Allergies Offer One More Reason to Wash Your Hands

Allergies Offer One More Reason to Wash Your Hands

Your child has just settled down at a picnic table to eat her peanut butter sandwich, a side of powder cheese covered snacks, and a cup of that yummy almond milk you’ve recently discovered.  There’s a mother on the other side of the picnic area eyeing your kid warily. You glance her way and wonder if she’s silently judging the lack of carrot sticks in your child’s lunch bag. What you don’t realize is this: Yes, she’s taking stock of what your kid is eating, but not because she’s secretly rating your nutritional choices. Her young child has several food allergies and a sense of dread is starting to rise up within her.

Why the Dread?

I’m glad you asked. As your child is eating, his fingers are smudged with peanut butter, something he licks “clean” with a bit of delight. The almond milk splashes a bit on his arm as he’s bouncing around telling you a funny story in that cute animated way of his. The puffy cheese snack color on his fingertips is the same hue of bright orange until he dusts his hands across his jeans. Then he runs off to scurry up the ladder of the swing, leaving traces of peanut, dairy, and tree nuts in his wake. 
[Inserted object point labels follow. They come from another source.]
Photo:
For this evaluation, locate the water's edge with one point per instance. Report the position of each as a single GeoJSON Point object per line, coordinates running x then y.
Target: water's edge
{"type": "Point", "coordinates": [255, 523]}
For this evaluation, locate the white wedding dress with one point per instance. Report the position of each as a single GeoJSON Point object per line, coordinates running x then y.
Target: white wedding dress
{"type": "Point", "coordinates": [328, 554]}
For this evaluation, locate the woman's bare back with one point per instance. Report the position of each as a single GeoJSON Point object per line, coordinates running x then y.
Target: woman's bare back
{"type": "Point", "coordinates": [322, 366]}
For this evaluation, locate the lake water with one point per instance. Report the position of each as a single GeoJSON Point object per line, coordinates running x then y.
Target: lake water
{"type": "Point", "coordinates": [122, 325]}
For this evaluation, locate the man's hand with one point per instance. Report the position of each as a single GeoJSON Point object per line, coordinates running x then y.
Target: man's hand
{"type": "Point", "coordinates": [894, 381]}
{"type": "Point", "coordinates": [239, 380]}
The mom that’s been watching you is imaging the different scenarios that could play out now. Her daughter, allergic to peanuts and milk, may develop hives when her skin comes into contact with the traces of allergen your child has left behind. Then there’s the reaction that could be triggered when her fingers that slide up the sides of the same ladder are touched to her lips or her eyes. That mom is judging the risk of staying vs. the disappointment of leaving. This isn’t new territory for her. This is her every day: scanning the environment for potential issues and determining the appropriate response.

So, What Can You Do?

Here’s the good news: You can help keep the child in our story safe, as well as all the other allergic children you encounter on a regular basis, with simple hand washing. Make it habit: Any time food is handled, hands get washed. This simple added step will remove the food proteins that trigger a reaction and remove the risk of transferring those proteins to common surfaces that an allergic person may encounter.

But Wait! The Method You Use Matters!

Before you reach for that handy bottle of hand sanitizer and pump a few drops on your hands, let’s back up a moment. Not all handwashing methods effectively remove food proteins. Your hand gel might be good at killing off the bacteria collecting on your hands, but it does a lousy job at removing allergens. In a study by a team at John Hopkins University (published in the Journal of Allergy and Clinical Immunology), antibacterial hand sanitizer left detectable traces of peanut protein on half of the hands tested. Plain water was nearly as useless, leaving about a ¼ of the tested subjects with traces of protein remaining. Conversely, participants that washed their hands with soap and water, as well as those that used commercial hand wipes, had no detectable levels of protein left.  In other words, if you can’t find a sink and soap to wash your hands after you eat, a baby wipe will work, but don’t depend on the hand gel.